Moore returned to television with a program called The Awful Truth for Channel 4 in Great Britain that was very similar in format to TV Nation. It was eventually picked up by the Bravo network and broadcast in the US.
In 2000, Moore campaigned for Ralph Nader, promoting his belief that
there was little difference between the two major parties. Nader
didn't have a chance of winning, but to Moore's chagrin, he took
enough votes away from Al Gore to get George W Bush elected.
Liberal Propagandist or Documentary Filmmaker?
After the massacre at Littleton Colorado's Columbine High School in
2002, Moore decided to do a documentary about the causes of the
massacre, which he believed were rooted in America's obsession with
guns and violence. Bowling for Columbine was released in the fall of
2002, and it became the most successful documentary in history as well
as winning the Oscar for Best Documentary.
Moore understood that his support of Ralph Nader during the 2000 presidential election had taken a lot of votes away from Al Gore and was instrumental in electing George Bush, so during the 2004 election he put all of his efforts into defeating George Bush. He produced Fahrenheit 9/11, a scathing indictment of the Bush Administration and its justifications for the war in Iraq to topple Saddam Hussein.
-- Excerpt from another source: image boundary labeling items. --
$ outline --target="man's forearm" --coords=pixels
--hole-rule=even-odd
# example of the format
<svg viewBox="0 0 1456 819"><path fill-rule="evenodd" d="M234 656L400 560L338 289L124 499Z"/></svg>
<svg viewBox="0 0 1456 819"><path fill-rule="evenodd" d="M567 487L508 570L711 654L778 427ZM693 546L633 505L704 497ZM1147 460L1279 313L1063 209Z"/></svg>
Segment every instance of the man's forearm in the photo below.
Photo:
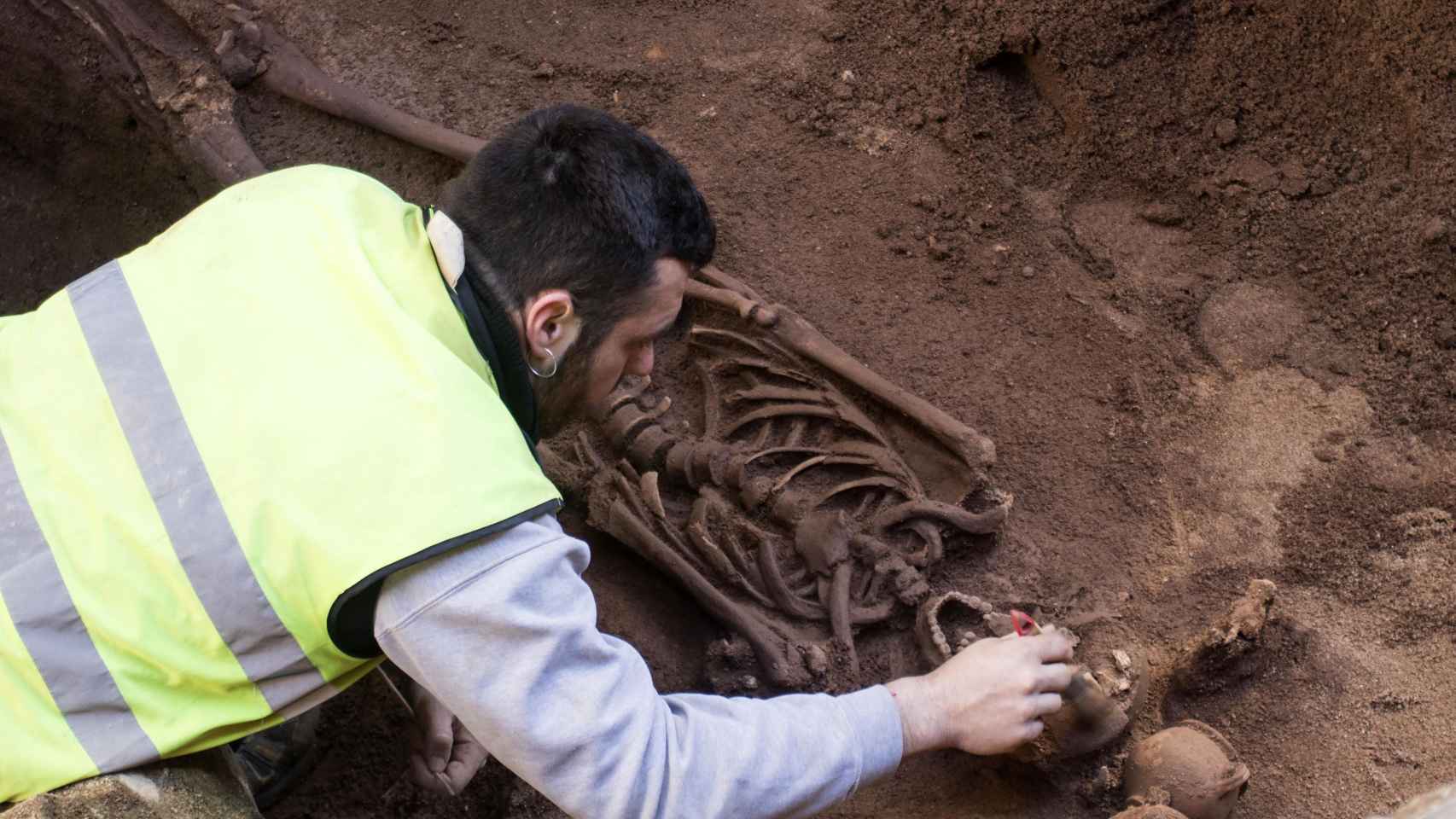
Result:
<svg viewBox="0 0 1456 819"><path fill-rule="evenodd" d="M507 767L577 816L808 815L893 771L898 710L849 697L660 697L596 630L585 544L524 524L392 578L376 631Z"/></svg>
The Disney corporation decided the film was too controversial for them and they would not allow their Miramax subsidiary to distribute it. Eventually a distribution deal was completed with IFC and Lion's Gate. As the June 2004 release date for Fahrenheit 9/11 approached, Bush supporters mobilized to block theater chains from showing it and tried to get the Federal Election Commission to prohibit advertising the film based on campaign finance laws that prohibit third-party advertising for or against a candidate so close to an election.
Conservatives called him a propagandist and a leftist flamethrower, and they mounted a substantial effort to discredit him. Right-wing pundits went on all the talk shows and condemned the film. Talk show host Bill O'Reilly likened Moore to Nazi propagandist Josef Goebbels. A plethora of anti-Moore books and films were produced and there are nearly one million web pages containing the words "Michael Moore" and either lie or lied or liar.
Despite all their efforts, or perhaps in part because of all the good and bad publicity, the film made nearly $22 million in its first weekend, breaking the record previously set by Moore's Bowling for Columbine. Since its release Fahrenheit 9/11 has become the highest-grossing documentary of all time.
Moore seems to enjoy his new status as the conservative's favorite whipping boy, and he can trade shots with the best of them:
"These so-called patriots hold the flag tightly in their grip and, in a threatening pose, demand that no one ask questions. Those who speak out find themselves shunned at work, harassed at school, booed off Oscar stages. The flag has become a muzzle, a piece of cloth stuffed into the mouths of those who dare ask questions."